Tentu saja ada banyak perbedaan antara epidemiologi dan kedokteran klinis. Satu perbedaan yang menentukan adalah unit perhatian utama. Unit perhatian utama dalam epidemiologi adalah kelompok, sedangkan unit perhatian utama dalam kedokteran klinis adalah individu.

Desain studi mana yang terbaik untuk penyakit langka?

Studi kasus-kontrol sangat efisien untuk penyakit langka karena dimulai dengan mengidentifikasi jumlah orang yang sakit yang cukup (atau orang memiliki “hasil” yang menarik) untuk memungkinkan Anda melakukan analisis yang menguji asosiasi.

Apakah studi prospektif baik untuk penyakit langka?

Kohort observasional prospektif berkualitas tinggi merupakan sumber yang ideal untuk mempelajari sejarah alam dan pengobatan pada penyakit langka seperti hemofilia.

Apa perbedaan utama antara desain studi kohort dan desain studi kasus-kontrol?

Sedangkan studi kohort berkaitan dengan frekuensi penyakit pada individu terpajan dan tidak terpajan, studi kasus-kontrol berkaitan dengan frekuensi dan jumlah paparan pada subjek dengan penyakit tertentu (kasus) dan orang tanpa penyakit (kontrol).

Apakah studi kohort prospektif kualitatif atau kuantitatif?

Dalam konteks perawatan kesehatan, uji coba terkontrol secara acak bersifat kuantitatif, seperti halnya studi kasus-kontrol dan kohort.
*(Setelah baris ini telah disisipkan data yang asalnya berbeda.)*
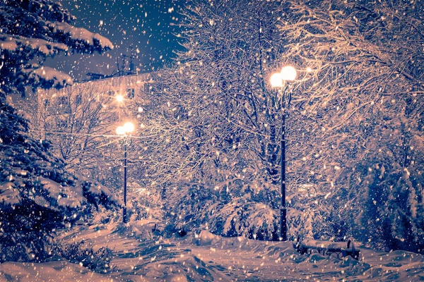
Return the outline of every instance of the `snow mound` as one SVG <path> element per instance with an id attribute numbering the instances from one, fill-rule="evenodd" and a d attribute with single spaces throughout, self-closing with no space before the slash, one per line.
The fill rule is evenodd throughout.
<path id="1" fill-rule="evenodd" d="M 112 281 L 110 277 L 93 272 L 79 264 L 67 262 L 43 264 L 5 262 L 0 264 L 0 281 Z"/>

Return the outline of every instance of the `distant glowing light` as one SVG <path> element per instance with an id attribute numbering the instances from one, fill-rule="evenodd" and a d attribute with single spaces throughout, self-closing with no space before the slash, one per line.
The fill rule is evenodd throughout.
<path id="1" fill-rule="evenodd" d="M 124 97 L 122 95 L 117 95 L 116 99 L 117 99 L 117 101 L 119 102 L 124 102 Z"/>
<path id="2" fill-rule="evenodd" d="M 273 87 L 281 87 L 283 81 L 290 81 L 296 79 L 298 73 L 291 66 L 286 66 L 281 69 L 281 73 L 274 73 L 271 76 L 269 82 Z"/>
<path id="3" fill-rule="evenodd" d="M 131 122 L 125 123 L 124 125 L 124 128 L 125 129 L 125 132 L 129 133 L 134 131 L 134 124 Z"/>
<path id="4" fill-rule="evenodd" d="M 125 123 L 123 126 L 118 126 L 116 132 L 118 135 L 125 135 L 134 131 L 134 124 L 129 121 Z"/>

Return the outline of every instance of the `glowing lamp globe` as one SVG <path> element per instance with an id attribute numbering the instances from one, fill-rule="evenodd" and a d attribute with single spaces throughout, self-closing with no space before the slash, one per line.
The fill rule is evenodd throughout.
<path id="1" fill-rule="evenodd" d="M 283 80 L 294 80 L 296 79 L 297 75 L 296 69 L 291 66 L 286 66 L 281 70 L 281 78 Z"/>
<path id="2" fill-rule="evenodd" d="M 117 95 L 115 97 L 115 99 L 117 99 L 117 102 L 119 102 L 119 103 L 122 102 L 124 102 L 124 97 L 122 97 L 122 95 Z"/>

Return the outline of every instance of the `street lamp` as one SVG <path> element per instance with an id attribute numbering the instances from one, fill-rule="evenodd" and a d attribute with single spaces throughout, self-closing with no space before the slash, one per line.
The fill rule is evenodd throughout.
<path id="1" fill-rule="evenodd" d="M 280 87 L 281 91 L 281 204 L 280 206 L 280 240 L 287 240 L 287 209 L 285 207 L 285 109 L 288 101 L 285 93 L 287 81 L 296 79 L 296 69 L 290 66 L 283 68 L 281 73 L 271 76 L 270 82 L 273 87 Z M 287 103 L 287 104 L 286 104 Z"/>
<path id="2" fill-rule="evenodd" d="M 123 126 L 117 128 L 117 134 L 124 135 L 124 207 L 122 207 L 122 221 L 126 223 L 126 143 L 128 134 L 134 130 L 134 125 L 127 122 Z"/>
Survei (kuesioner) biasanya kuantitatif.

Apa perbedaan antara studi cross sectional dan studi kohort?

Studi cross sectional digunakan terutama untuk menentukan prevalensi masalah sedangkan studi kohort melibatkan studi populasi yang terpapar dan tidak terpapar penyebab agen perkembangan penyakit.

Apa paparan dalam studi kohort?

Dalam studi kohort, sekelompok individu yang terpapar faktor risiko diduga dan kelompok yang tidak terpapar faktor risiko diikuti dari waktu ke waktu (seringkali bertahun-tahun) untuk menentukan terjadinya penyakit. Insiden penyakit pada kelompok terpajan dibandingkan dengan kejadian penyakit pada kelompok tidak terpajan.

Apa tujuan dari studi potong lintang?

Studi cross-sectional digunakan untuk menilai beban penyakit atau kebutuhan kesehatan suatu populasi dan sangat berguna dalam menginformasikan perencanaan dan alokasi sumber daya kesehatan. Sebuah survei cross-sectional mungkin murni deskriptif dan digunakan untuk menilai beban penyakit tertentu dalam populasi tertentu.